Die Bemühungen des Uzner Gemeinderats zur Aufwandreduktion überzeugen die SP-Ortspartei nicht. Bild: Linth24
Die SP Uznach hat sich eingehend mit dem Budget 2022 der Gemeinde befasst und beschlossen, dazu drei Anträge zu stellen. Die Festsetzung des Steuerfusses auf 118% wird unterstützt.

An der Budgetversammlung 2020 hat die FDP Uznach vom Gemeinderat eine umfassende und weitreichende Suche nach Möglichkeiten zur Aufwandreduktion verlangt.

Das hat der Rat nun getan, und das Resultat überzeugt nicht. Mit viel Eifer wurde versucht, da und dort ein paar Franken weniger auszugeben. In einigen Fällen haben die Abklärungen mehr gekostet, als sie bewirken. Dabei geht vergessen, dass die wirklich grossen Posten, nämlich die STAF-Vorlage und die Aufgabenverschiebung vom Kanton zu den Gemeinden, uns viel mehr kosten, ohne das Leben in Uznach zu verbessern.

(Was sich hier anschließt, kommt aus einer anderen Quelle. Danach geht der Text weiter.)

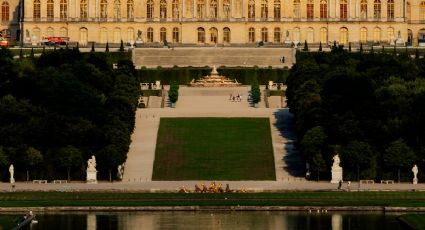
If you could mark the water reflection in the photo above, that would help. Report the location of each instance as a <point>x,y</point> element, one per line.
<point>215,220</point>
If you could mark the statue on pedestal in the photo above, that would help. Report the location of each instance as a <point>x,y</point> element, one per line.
<point>91,171</point>
<point>336,170</point>
<point>415,174</point>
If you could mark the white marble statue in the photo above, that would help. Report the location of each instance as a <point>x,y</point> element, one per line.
<point>91,171</point>
<point>415,174</point>
<point>12,172</point>
<point>336,170</point>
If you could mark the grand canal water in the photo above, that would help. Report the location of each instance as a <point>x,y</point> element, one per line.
<point>210,220</point>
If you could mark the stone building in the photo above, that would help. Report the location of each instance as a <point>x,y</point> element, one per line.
<point>207,22</point>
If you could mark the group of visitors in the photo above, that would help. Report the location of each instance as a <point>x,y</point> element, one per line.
<point>235,98</point>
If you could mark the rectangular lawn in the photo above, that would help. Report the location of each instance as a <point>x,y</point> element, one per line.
<point>214,149</point>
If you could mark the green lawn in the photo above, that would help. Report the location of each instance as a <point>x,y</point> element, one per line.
<point>214,149</point>
<point>49,199</point>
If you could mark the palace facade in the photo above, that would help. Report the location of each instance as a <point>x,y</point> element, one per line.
<point>207,22</point>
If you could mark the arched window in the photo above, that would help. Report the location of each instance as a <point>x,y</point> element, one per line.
<point>297,11</point>
<point>343,36</point>
<point>63,9</point>
<point>324,35</point>
<point>310,9</point>
<point>175,7</point>
<point>162,34</point>
<point>264,9</point>
<point>103,35</point>
<point>50,32</point>
<point>377,9</point>
<point>117,9</point>
<point>363,9</point>
<point>213,9</point>
<point>149,9</point>
<point>5,12</point>
<point>421,11</point>
<point>201,35</point>
<point>277,35</point>
<point>251,35</point>
<point>176,34</point>
<point>363,35</point>
<point>276,9</point>
<point>83,13</point>
<point>264,34</point>
<point>163,9</point>
<point>251,10</point>
<point>50,10</point>
<point>390,10</point>
<point>226,8</point>
<point>214,35</point>
<point>103,9</point>
<point>310,35</point>
<point>36,13</point>
<point>149,34</point>
<point>343,12</point>
<point>130,9</point>
<point>323,9</point>
<point>226,35</point>
<point>390,35</point>
<point>377,34</point>
<point>200,7</point>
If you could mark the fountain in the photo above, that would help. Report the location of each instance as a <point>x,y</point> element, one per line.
<point>214,80</point>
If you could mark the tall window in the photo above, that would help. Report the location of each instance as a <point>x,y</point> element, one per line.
<point>264,9</point>
<point>226,8</point>
<point>343,36</point>
<point>226,35</point>
<point>103,9</point>
<point>390,9</point>
<point>264,34</point>
<point>363,35</point>
<point>213,35</point>
<point>5,12</point>
<point>50,11</point>
<point>149,34</point>
<point>162,34</point>
<point>276,9</point>
<point>323,35</point>
<point>149,9</point>
<point>323,9</point>
<point>163,9</point>
<point>377,9</point>
<point>36,12</point>
<point>63,8</point>
<point>310,9</point>
<point>175,7</point>
<point>276,38</point>
<point>176,34</point>
<point>377,34</point>
<point>343,13</point>
<point>117,9</point>
<point>363,9</point>
<point>421,11</point>
<point>297,12</point>
<point>200,9</point>
<point>251,35</point>
<point>201,35</point>
<point>213,9</point>
<point>130,9</point>
<point>251,9</point>
<point>83,14</point>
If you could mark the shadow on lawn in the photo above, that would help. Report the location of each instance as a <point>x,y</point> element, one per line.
<point>295,165</point>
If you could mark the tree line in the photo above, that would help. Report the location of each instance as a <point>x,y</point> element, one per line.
<point>368,108</point>
<point>59,109</point>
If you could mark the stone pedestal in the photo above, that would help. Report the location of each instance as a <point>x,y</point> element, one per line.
<point>91,177</point>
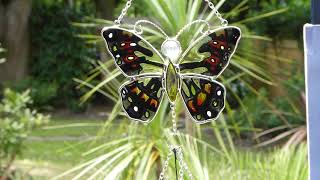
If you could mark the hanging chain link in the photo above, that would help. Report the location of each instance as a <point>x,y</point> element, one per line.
<point>174,117</point>
<point>123,12</point>
<point>223,21</point>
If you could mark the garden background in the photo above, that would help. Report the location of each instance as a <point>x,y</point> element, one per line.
<point>60,115</point>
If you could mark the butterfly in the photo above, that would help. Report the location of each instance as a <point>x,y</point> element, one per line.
<point>153,74</point>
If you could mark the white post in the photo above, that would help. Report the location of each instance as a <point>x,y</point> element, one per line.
<point>312,72</point>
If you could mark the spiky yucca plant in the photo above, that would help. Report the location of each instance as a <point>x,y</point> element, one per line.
<point>139,154</point>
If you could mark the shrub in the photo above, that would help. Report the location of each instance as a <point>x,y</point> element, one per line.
<point>16,122</point>
<point>58,55</point>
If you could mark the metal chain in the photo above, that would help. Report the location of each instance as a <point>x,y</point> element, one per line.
<point>123,12</point>
<point>192,23</point>
<point>174,116</point>
<point>223,21</point>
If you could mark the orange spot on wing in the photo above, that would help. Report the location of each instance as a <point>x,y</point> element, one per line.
<point>154,103</point>
<point>201,98</point>
<point>191,106</point>
<point>207,88</point>
<point>136,90</point>
<point>145,97</point>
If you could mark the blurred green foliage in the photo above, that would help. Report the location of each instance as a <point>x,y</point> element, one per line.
<point>286,25</point>
<point>290,107</point>
<point>58,55</point>
<point>16,122</point>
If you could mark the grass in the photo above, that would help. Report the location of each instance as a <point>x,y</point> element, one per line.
<point>58,146</point>
<point>45,158</point>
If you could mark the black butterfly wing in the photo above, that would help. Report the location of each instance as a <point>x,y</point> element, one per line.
<point>141,98</point>
<point>204,98</point>
<point>132,54</point>
<point>211,53</point>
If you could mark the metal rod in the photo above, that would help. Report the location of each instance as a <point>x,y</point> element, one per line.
<point>315,11</point>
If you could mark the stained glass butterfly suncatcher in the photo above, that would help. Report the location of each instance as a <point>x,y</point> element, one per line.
<point>191,74</point>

Verzicht auf drei besonders unsinnige Abbaumassnahmen

Die SP schlägt deshalb der Bürgerschaft vor, auf drei besonders unsinnige Abbaumassnahmen zu verzichten und das Budget entsprechend zu korrigieren, was rund 0.06% ausmachen würde.

Erstens beantragt die SP, dass der Familienrabatt bei der Musikschule nicht abgeschafft und auf die Tariferhöhung per August 2022 verzichtet wird. Damit kann kinderreichen Familien und wirtschaftlich schwächeren Einwohnern der Zugang zur musikalischen Bildung erleichtert werden, während die Auswirkungen im Budget mit Fr. 10'000 marginal sind.

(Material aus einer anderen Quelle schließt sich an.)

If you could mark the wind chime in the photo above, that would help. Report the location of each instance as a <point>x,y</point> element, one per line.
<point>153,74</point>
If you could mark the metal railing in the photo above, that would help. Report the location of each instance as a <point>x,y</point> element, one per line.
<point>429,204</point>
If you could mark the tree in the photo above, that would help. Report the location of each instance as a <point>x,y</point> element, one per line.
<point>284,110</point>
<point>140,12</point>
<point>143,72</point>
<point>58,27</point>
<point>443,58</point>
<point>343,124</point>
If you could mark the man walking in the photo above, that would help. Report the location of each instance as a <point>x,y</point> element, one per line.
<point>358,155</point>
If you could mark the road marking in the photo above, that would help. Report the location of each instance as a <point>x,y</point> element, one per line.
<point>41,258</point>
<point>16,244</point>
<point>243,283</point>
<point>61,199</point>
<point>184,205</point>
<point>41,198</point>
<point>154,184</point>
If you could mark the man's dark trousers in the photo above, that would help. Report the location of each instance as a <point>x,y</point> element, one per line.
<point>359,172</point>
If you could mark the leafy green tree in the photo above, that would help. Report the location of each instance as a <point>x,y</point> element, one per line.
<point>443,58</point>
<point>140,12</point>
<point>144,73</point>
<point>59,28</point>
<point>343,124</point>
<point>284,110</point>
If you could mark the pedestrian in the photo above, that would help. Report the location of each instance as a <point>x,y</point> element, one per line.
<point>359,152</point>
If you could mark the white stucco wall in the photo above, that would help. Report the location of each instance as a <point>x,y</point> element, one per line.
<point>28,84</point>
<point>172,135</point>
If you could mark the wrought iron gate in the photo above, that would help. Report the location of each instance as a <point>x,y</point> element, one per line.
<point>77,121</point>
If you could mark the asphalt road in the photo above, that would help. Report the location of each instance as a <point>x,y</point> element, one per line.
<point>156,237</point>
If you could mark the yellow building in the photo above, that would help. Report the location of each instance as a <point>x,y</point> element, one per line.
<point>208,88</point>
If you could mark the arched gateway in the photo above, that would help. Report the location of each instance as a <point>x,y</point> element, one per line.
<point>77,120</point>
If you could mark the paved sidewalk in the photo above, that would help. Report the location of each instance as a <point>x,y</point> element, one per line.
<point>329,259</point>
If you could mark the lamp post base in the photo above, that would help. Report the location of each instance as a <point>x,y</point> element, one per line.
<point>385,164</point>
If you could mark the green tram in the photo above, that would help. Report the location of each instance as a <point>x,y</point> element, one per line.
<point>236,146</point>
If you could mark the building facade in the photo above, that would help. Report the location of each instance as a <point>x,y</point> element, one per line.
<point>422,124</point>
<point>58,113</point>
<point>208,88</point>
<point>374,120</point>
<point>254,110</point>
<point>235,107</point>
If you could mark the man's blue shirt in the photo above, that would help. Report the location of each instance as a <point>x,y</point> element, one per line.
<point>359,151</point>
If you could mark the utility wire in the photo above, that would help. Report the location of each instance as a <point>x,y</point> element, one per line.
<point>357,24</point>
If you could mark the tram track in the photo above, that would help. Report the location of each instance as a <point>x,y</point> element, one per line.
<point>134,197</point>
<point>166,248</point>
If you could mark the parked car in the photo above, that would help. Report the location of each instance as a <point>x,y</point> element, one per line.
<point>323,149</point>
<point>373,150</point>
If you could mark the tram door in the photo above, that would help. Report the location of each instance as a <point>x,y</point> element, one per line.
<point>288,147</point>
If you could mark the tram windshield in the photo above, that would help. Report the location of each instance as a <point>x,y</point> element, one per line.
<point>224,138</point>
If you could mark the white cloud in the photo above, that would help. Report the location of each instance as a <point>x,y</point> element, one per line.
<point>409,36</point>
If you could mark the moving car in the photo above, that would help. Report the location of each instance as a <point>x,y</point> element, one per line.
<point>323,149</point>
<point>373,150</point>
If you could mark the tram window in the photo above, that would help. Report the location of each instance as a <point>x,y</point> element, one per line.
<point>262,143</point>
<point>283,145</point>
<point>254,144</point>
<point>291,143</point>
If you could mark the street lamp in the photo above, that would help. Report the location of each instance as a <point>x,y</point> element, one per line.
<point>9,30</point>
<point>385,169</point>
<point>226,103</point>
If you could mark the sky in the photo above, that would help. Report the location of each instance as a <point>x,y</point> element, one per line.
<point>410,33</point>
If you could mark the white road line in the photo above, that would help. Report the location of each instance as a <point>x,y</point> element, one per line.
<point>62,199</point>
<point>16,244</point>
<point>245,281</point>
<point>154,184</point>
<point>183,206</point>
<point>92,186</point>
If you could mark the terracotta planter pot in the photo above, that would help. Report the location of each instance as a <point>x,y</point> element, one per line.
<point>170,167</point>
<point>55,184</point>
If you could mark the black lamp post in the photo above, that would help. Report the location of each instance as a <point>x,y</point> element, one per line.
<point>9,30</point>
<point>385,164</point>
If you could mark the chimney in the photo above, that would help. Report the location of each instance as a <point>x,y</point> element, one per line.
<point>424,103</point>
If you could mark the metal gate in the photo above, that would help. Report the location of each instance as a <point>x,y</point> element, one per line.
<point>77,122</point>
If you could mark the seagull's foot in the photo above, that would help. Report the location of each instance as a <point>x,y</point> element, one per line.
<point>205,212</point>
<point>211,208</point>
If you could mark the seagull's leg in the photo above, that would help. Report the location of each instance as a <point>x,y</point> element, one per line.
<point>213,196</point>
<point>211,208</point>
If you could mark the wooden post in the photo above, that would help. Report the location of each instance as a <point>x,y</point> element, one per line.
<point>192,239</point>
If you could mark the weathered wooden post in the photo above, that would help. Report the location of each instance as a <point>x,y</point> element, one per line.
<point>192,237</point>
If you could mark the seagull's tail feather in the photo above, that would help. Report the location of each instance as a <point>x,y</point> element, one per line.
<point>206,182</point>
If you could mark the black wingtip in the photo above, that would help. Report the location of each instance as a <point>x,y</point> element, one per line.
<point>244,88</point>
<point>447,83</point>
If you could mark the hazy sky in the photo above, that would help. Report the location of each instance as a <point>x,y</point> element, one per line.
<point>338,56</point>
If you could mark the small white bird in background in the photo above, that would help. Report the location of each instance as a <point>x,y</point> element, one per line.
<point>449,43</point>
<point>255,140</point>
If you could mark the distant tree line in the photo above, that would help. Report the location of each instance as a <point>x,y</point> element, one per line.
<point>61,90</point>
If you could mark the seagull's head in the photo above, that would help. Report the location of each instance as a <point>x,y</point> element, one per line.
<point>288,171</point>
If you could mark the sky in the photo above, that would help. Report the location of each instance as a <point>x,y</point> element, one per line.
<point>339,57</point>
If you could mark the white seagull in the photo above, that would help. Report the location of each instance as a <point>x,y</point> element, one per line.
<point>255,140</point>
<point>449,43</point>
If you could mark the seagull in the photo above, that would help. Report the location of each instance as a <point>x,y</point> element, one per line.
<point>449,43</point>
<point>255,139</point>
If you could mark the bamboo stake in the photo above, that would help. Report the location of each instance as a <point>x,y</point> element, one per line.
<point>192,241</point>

Zweitens fordert die SP, die Öffnungszeiten der Bibliothek wie bisher zu belassen. Die Bibliothek ist ein Erfolgsmodell, das wiederholt durch Bürgerschaftsbeschlüsse bestätigt wurde, und sie erbringt vielfältige Leistungen für die Bevölkerung. Eine Kürzung der Öffnungszeiten würde das Signal setzen, dass Gemeinderat und Bürgerschaft diese wichtige Funktion nicht würdigen, während die Einsparungen mit Fr. 13'000 sehr gering sind.

Drittens beantragt die SP, auf die geplante Reduktion der Anzahl unpersönlicher Tageskarten zu verzichten. In vergangenen Jahren haben aus diesen oft Gewinne resultiert, im letzten Jahr wegen der Pandemie ein Verlust. Wenn Uznach aber wegen einer Besserstellung des Budgets von Fr. 2'000 die Benutzung des öV schwieriger macht, läuft dies den Bemühungen zur Reduktion des Verkehrsproblems diametral entgegen.